Fakultät für Physik und Geowissenschaften Physikalisches Grundpraktikum
E 7e “Magnetic Fields in Coils”
Tasks
1. Check the calibration of the teslameter.
2. Measure the field distribution along the coil axis of a solenoid. Plot the measured and calculated field distribution. Determine the magnetic induction at the end of the solenoid and compare to the calculated value.

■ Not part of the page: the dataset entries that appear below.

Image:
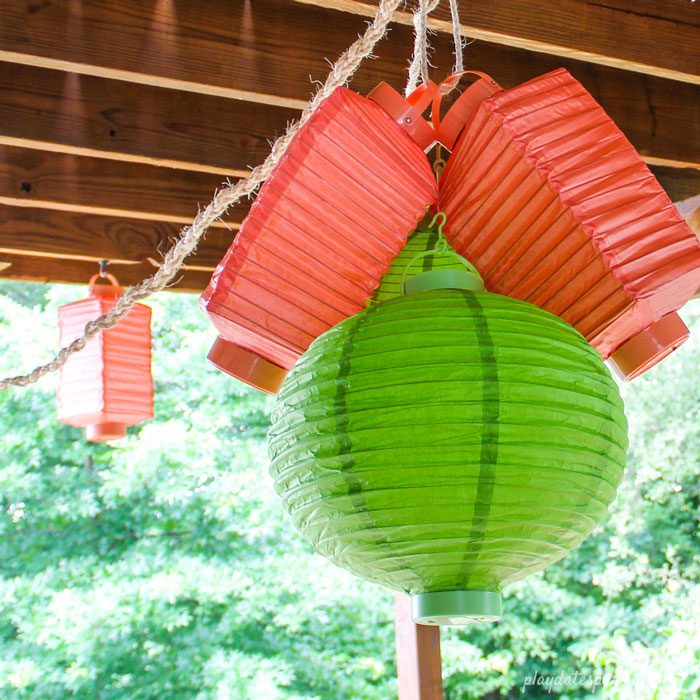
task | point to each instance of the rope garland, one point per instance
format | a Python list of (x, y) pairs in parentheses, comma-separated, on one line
[(341, 71), (418, 70)]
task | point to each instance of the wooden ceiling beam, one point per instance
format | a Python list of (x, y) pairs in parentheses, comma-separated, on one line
[(37, 269), (649, 36), (91, 238), (679, 183), (248, 53), (41, 179), (65, 112)]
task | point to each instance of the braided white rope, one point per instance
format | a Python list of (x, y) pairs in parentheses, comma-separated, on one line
[(341, 71), (418, 70), (457, 37)]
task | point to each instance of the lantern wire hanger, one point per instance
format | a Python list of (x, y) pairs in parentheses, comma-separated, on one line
[(340, 73), (468, 279)]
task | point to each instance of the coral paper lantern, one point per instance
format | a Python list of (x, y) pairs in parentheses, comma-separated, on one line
[(321, 233), (550, 201), (107, 386), (447, 443)]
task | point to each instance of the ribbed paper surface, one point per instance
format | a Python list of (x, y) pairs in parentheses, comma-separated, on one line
[(109, 381), (322, 231), (553, 205)]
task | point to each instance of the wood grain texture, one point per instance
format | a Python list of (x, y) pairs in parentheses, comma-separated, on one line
[(80, 114), (417, 655), (646, 36), (100, 186), (679, 183), (38, 269), (69, 235), (267, 62)]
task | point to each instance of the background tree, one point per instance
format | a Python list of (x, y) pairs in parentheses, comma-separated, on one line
[(163, 566)]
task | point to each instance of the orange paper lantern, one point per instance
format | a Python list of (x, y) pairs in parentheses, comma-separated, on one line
[(323, 230), (107, 386), (551, 202)]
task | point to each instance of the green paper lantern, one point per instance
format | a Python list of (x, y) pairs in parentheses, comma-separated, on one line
[(418, 255), (448, 443)]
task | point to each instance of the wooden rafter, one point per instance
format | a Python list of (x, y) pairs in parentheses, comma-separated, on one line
[(124, 117), (47, 269), (79, 236), (229, 60), (42, 179), (647, 36), (79, 114)]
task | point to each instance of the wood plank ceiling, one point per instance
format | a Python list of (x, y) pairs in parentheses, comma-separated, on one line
[(119, 118)]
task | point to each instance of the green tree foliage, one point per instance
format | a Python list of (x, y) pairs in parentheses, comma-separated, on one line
[(162, 566)]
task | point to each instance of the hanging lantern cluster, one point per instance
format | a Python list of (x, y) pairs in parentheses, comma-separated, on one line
[(107, 386), (542, 192), (447, 440), (447, 443), (321, 233), (551, 202)]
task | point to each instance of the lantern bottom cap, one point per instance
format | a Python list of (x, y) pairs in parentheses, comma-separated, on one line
[(101, 432), (456, 607), (245, 365), (650, 346)]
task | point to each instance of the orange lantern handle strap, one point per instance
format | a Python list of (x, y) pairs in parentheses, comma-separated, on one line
[(448, 129), (408, 111)]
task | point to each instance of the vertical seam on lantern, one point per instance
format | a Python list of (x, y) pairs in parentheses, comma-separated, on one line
[(429, 260), (488, 457), (345, 448)]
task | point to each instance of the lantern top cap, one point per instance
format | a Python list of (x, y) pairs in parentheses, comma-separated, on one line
[(468, 279)]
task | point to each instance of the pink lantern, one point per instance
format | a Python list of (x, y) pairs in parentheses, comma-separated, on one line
[(107, 386)]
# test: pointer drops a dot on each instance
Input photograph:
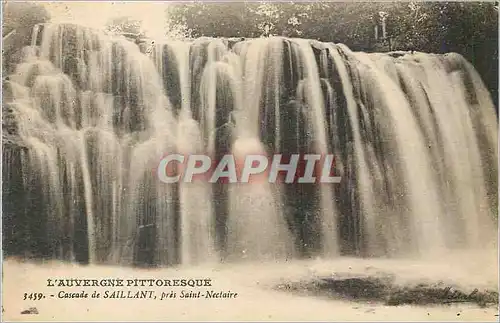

3. Measure the axial field distribution of a circular coil. Determine graphically and arithmetically the distance from the coil center, at which the maximum value of the magnetic flux density is decreased to one half.
4. Measure the axial field distributions of a pair of circular coils for three different distances between the coils. Plot experimental and calculated field distributions in one diagram. Discuss discrepancies.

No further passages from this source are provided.